PAUL JAY: One more time, Leo is Professor Emeritus and senior scholar at York University in Toronto. He’s the co-editor of the annual socialist register. He’s also coauthor of the UK Deutsche book Prizewinner, the Making of Global Capitalism, the Political Economy of American Empire.

Let’s pick up our conversation. If you didn’t watch part one, I suggest you do. This will make more sense.

You’re born in 1945. I know I grew up full of, I’m born in 1951, so you even more than me are in the immediate shadow of World War Two. I remember when I’m four or five years old singing songs out on the street, whistle while you work, Hitler was a jerk, Mussolini bit his peony now it doesn’t squirt. Every show on television was mostly World War Two dramas. What happened in the war was just all around me, and I assume even more you.

You grow up in an anti-fascist family, and then you’re about four or five years old and McCarthyism hits the United States, and while some Canadians like to believe it didn’t hit Canada, to a lesser extent but certainly to an extent it did. How did that effect your family, the political atmosphere you grew up in?

LEO PANITCH: Less than you would think. I certainly remember being told by my mother and father that my Aunt Rose, who had been a member of the communist party had burnt a signed copy of the History of the Soviet Union, Bolshevik, signed by Tim Buck the leader of the Canadian communist party, had literally burnt it because she was afraid that her husband who was a butcher would not be allowed to have his pension if the book was found in their house, as likely as it would be found in this second floor tenement apartment that they lived in.

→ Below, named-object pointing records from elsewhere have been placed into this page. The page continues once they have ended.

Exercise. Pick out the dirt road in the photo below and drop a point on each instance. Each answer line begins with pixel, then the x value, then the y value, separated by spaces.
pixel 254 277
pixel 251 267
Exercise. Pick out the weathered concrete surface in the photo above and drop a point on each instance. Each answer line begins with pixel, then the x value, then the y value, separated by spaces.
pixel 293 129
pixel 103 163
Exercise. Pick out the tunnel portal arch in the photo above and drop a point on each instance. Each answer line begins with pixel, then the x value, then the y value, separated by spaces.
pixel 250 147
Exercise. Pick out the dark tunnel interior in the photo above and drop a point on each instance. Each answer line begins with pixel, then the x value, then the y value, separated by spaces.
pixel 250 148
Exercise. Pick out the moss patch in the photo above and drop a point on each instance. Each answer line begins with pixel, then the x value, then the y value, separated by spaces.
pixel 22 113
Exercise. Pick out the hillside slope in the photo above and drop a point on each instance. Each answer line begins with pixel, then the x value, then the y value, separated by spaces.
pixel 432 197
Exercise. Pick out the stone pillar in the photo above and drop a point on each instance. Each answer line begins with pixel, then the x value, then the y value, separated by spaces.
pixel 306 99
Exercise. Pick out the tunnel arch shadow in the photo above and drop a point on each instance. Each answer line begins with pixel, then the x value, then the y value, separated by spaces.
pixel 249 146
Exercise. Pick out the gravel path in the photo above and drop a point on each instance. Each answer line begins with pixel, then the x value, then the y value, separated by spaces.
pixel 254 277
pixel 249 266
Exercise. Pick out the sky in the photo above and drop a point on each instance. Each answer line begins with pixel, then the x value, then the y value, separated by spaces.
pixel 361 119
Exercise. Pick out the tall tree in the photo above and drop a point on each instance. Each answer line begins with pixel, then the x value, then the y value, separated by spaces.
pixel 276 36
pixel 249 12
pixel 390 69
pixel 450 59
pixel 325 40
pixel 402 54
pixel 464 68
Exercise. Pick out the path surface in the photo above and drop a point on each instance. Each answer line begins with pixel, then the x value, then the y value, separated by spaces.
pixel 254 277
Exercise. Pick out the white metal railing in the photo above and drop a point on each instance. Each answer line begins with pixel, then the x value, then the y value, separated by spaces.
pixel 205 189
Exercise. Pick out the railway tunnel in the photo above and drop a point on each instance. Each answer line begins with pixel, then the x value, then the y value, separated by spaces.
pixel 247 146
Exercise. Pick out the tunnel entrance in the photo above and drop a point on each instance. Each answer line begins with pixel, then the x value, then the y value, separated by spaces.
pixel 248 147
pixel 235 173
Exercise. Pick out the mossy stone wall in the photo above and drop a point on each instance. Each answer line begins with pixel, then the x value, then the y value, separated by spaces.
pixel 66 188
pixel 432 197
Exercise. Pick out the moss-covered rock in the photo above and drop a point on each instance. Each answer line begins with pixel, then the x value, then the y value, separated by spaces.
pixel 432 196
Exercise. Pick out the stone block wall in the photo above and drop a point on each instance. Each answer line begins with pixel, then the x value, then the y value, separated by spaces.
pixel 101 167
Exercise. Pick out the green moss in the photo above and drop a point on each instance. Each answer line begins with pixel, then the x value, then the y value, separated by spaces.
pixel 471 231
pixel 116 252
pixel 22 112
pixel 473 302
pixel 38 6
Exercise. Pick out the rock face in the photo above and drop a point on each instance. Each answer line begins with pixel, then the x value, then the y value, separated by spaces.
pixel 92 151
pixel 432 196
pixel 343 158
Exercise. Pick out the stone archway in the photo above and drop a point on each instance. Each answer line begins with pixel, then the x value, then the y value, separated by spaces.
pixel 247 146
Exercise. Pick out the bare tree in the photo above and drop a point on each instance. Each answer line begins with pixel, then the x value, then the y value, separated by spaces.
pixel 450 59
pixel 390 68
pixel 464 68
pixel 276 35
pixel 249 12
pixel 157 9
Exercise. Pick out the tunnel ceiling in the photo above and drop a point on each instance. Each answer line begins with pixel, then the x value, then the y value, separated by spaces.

PAUL JAY: Certainly there were Canadians fired from jobs as there were in the United States.

LEO PANITCH: Yes, but you can see how it would effect the working class person. Most people who were fired were people who were working as journalists, as teachers, they were the people who were more effected, but less effected of course in Canada, but effected certainly.

I wasn’t aware of it all that much. I was in fact most gob struck by it when I was a student activist. I was treasurer at the University of Manitoba student union, led a strike, a march on the parliament buildings on the legislature in Winnipeg against the raising of tuition fees, and when I got back to a family event, it was my in-laws’ house, my brother’s family, his wife’s family, I was greeted by someone at that event who had seen me on television leading that march, and he called me a communist.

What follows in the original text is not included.